Now, using the ResNet50 based model we built above, we will train our model. Since we are dealing with a large dataset, your system might not have enough memory to koad the entire dataset at once, so we will use keras's ImageDataGenerator class to load the images in batches. Now open up the TrainModel.py file and insert the following code.

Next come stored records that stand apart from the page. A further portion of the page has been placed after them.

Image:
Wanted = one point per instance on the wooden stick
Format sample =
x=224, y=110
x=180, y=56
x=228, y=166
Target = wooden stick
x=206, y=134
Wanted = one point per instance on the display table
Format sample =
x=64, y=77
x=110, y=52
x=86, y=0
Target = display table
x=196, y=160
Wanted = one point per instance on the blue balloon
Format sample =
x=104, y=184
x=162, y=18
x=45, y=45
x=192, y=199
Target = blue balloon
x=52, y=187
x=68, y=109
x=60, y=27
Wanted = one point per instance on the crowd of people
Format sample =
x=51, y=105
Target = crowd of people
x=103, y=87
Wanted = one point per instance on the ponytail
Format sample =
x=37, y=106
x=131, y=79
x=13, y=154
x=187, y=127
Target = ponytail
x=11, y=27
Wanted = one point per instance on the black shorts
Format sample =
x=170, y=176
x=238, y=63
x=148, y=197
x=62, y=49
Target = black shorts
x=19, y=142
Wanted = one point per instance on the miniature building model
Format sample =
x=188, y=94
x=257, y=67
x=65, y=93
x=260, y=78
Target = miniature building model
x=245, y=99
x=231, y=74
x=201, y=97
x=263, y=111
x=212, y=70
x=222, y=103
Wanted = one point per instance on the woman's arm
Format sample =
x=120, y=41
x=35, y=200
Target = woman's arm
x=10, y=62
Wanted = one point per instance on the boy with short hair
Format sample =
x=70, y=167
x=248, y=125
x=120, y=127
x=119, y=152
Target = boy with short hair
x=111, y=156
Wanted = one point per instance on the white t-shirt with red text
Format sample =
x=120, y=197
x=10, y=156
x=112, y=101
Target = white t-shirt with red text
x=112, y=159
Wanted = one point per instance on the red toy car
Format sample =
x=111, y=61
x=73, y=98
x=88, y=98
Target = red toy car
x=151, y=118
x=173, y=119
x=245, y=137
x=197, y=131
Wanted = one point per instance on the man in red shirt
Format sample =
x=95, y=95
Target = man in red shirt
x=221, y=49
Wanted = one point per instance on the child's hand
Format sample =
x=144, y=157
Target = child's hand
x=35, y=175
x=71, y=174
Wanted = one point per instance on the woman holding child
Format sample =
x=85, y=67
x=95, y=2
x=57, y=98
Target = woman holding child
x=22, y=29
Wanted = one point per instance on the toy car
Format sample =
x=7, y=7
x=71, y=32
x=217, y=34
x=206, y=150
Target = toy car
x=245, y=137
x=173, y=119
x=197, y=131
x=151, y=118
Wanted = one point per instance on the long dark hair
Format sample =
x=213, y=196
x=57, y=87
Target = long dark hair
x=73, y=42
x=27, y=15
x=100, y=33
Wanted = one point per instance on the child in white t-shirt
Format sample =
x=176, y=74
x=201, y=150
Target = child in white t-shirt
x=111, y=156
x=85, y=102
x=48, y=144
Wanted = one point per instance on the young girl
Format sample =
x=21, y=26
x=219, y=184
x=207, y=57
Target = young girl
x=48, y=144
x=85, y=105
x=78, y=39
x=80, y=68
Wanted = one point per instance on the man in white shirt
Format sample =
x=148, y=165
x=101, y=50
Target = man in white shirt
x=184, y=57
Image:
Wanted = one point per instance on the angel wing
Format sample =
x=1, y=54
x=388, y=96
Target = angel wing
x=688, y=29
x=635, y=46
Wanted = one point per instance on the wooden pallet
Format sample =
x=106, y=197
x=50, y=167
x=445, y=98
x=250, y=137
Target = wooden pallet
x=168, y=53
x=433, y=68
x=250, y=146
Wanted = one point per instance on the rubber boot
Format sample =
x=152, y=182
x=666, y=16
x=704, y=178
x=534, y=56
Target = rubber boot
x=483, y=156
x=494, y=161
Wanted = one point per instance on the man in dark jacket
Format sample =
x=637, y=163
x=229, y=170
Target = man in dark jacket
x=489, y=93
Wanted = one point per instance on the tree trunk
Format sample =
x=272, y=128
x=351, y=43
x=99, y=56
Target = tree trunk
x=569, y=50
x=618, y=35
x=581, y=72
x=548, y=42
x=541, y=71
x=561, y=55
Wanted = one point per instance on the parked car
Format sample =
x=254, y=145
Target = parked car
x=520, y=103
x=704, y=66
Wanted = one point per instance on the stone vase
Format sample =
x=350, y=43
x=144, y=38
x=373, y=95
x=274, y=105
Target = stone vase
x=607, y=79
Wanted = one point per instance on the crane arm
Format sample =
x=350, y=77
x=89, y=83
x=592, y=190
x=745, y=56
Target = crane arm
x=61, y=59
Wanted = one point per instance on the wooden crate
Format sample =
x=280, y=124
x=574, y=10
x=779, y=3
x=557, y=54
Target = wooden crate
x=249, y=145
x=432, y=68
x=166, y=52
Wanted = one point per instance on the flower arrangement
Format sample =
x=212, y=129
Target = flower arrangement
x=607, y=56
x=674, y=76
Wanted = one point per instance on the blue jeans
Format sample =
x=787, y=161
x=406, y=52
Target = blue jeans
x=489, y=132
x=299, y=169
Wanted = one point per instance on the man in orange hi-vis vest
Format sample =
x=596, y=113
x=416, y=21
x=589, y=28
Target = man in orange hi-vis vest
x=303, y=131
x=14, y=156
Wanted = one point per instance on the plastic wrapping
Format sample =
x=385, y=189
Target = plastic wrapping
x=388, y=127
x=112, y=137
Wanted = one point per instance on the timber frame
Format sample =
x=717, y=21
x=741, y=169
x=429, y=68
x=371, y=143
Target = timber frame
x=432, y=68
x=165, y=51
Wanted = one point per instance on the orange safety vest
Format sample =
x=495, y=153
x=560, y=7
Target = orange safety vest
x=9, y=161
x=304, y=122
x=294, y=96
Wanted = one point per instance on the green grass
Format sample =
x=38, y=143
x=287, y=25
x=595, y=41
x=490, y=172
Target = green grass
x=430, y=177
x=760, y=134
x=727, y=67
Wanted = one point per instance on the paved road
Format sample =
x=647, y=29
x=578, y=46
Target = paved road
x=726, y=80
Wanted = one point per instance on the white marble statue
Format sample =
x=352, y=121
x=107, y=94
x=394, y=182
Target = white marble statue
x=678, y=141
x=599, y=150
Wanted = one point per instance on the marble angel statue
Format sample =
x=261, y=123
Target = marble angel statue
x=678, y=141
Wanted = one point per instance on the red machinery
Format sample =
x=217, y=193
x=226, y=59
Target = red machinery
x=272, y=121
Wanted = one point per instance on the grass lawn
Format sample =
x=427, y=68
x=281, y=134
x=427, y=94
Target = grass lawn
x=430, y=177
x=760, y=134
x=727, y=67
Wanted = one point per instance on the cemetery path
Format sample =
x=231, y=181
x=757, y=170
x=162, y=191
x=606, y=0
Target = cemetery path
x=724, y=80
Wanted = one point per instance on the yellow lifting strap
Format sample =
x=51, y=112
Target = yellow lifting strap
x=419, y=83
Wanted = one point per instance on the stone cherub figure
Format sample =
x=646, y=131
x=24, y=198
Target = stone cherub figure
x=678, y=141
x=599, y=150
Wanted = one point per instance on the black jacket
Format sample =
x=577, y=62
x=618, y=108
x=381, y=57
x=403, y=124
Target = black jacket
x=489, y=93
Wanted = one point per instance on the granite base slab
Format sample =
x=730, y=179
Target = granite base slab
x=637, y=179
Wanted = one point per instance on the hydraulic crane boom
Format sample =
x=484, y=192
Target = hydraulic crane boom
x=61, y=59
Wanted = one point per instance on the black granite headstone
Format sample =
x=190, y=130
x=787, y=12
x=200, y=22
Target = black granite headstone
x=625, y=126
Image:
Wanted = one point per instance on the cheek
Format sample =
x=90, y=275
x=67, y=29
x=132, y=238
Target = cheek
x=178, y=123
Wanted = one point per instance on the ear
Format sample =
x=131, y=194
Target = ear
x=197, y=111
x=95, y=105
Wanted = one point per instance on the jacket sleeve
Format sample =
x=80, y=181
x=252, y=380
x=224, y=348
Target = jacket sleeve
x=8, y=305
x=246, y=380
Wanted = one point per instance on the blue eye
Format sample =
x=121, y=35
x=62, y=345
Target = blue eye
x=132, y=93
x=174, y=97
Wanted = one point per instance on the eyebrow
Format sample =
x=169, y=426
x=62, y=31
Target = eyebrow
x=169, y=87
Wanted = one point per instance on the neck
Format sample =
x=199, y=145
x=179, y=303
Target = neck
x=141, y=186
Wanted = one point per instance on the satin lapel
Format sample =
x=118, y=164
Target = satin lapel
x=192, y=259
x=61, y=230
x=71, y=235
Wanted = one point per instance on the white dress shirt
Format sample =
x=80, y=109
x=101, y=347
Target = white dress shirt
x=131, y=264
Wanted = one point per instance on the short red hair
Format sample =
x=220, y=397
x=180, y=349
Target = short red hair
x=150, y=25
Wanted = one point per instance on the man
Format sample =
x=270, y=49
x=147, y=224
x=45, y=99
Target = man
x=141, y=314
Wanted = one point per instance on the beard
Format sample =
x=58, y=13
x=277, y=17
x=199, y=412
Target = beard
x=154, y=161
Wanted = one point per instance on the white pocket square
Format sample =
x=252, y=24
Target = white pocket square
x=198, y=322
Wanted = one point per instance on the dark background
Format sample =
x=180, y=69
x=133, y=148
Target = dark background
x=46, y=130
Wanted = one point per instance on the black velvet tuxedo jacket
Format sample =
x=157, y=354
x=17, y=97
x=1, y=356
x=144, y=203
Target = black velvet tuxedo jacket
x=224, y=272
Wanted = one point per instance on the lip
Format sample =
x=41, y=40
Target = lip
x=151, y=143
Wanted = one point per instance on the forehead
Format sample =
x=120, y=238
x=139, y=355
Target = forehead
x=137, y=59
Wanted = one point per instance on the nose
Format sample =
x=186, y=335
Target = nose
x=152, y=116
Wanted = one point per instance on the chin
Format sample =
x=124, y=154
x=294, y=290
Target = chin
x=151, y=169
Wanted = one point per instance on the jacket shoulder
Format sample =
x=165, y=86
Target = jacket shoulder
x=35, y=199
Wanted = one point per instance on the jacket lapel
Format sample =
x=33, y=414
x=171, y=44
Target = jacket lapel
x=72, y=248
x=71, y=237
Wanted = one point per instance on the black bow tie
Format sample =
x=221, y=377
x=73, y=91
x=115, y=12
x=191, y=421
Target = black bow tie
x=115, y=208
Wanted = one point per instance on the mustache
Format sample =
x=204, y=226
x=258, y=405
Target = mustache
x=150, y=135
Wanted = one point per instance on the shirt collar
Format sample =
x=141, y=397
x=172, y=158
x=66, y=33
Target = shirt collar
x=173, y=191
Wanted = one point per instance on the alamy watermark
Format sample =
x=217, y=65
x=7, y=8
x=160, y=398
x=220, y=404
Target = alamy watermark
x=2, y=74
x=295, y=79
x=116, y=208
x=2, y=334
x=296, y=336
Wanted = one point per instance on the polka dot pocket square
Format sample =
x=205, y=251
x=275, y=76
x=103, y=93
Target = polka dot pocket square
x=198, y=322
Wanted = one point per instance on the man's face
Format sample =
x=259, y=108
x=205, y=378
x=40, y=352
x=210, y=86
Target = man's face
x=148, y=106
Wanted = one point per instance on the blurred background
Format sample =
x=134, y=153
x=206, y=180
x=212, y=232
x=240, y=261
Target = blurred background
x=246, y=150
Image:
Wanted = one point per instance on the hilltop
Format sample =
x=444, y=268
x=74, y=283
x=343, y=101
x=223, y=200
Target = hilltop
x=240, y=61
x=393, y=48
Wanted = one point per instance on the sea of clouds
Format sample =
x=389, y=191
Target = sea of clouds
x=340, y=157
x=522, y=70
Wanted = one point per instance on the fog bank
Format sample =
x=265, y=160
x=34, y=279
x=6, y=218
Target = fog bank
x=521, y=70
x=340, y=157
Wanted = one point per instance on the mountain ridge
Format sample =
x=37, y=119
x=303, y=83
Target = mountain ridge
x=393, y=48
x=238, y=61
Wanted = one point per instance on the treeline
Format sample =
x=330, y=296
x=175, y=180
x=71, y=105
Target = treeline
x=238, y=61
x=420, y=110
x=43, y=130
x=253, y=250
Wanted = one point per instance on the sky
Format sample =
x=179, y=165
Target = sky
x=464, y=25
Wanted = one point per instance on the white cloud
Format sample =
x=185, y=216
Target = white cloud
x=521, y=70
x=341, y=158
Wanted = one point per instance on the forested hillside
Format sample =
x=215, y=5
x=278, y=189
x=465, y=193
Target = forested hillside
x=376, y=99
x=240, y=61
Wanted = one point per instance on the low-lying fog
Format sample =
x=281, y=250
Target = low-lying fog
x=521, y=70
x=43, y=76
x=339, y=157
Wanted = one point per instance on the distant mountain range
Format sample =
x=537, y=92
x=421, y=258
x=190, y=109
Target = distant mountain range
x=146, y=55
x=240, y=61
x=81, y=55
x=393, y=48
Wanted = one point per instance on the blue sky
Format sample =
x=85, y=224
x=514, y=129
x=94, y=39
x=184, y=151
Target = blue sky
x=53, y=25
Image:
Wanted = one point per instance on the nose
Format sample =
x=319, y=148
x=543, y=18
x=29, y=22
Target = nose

from keras.preprocessing.image import ImageDataGenerator
from keras.callbacks import LearningRateScheduler
from keras.optimizers import SGD
from keras.models import model_from_json
from cnn.resnet import ResNet
from cnn import config
from sklearn.metrics import classification_report
from imutils import paths
import matplotlib.pyplot as plt
import numpy as np
import argparse

# set the matplotlib backend so figures can be saved in the background
import matplotlib
matplotlib.use("Agg")
BS = 32
 
# construct the argument parser and parse the arguments
ap = argparse.ArgumentParser()
ap.add_argument("-p", "--plot", type=str, default="plot.png",
	help="path to output loss/accuracy plot")
args = vars(ap.parse_args())

# define the # of epochs, initial learning rate and batch size
num_epochs = 50
init_lr= 1e-1
bs = 32
 
# create a function called polynomial decay which helps us decay our 
# learning rate after each epoch

def poly_decay(epoch):
	# initialize the maximum # of epochs, base learning rate,
	# and power of the polynomial
	maxEpochs = num_epochs
	baseLR = init_lr
	power = 1.0  # turns our polynomial decay into a linear decay
 
	# compute the new learning rate based on polynomial decay
	alpha = baseLR * (1 - (epoch / float(maxEpochs))) ** power
 
	# return the new learning rate
	return alpha

# determine the # of image paths in training/validation/testing directories
totalTrain = len(list(paths.list_images(config.TRAIN_PATH)))
totalVal = len(list(paths.list_images(config.VAL_PATH)))
totalTest = len(list(paths.list_images(config.TEST_PATH)))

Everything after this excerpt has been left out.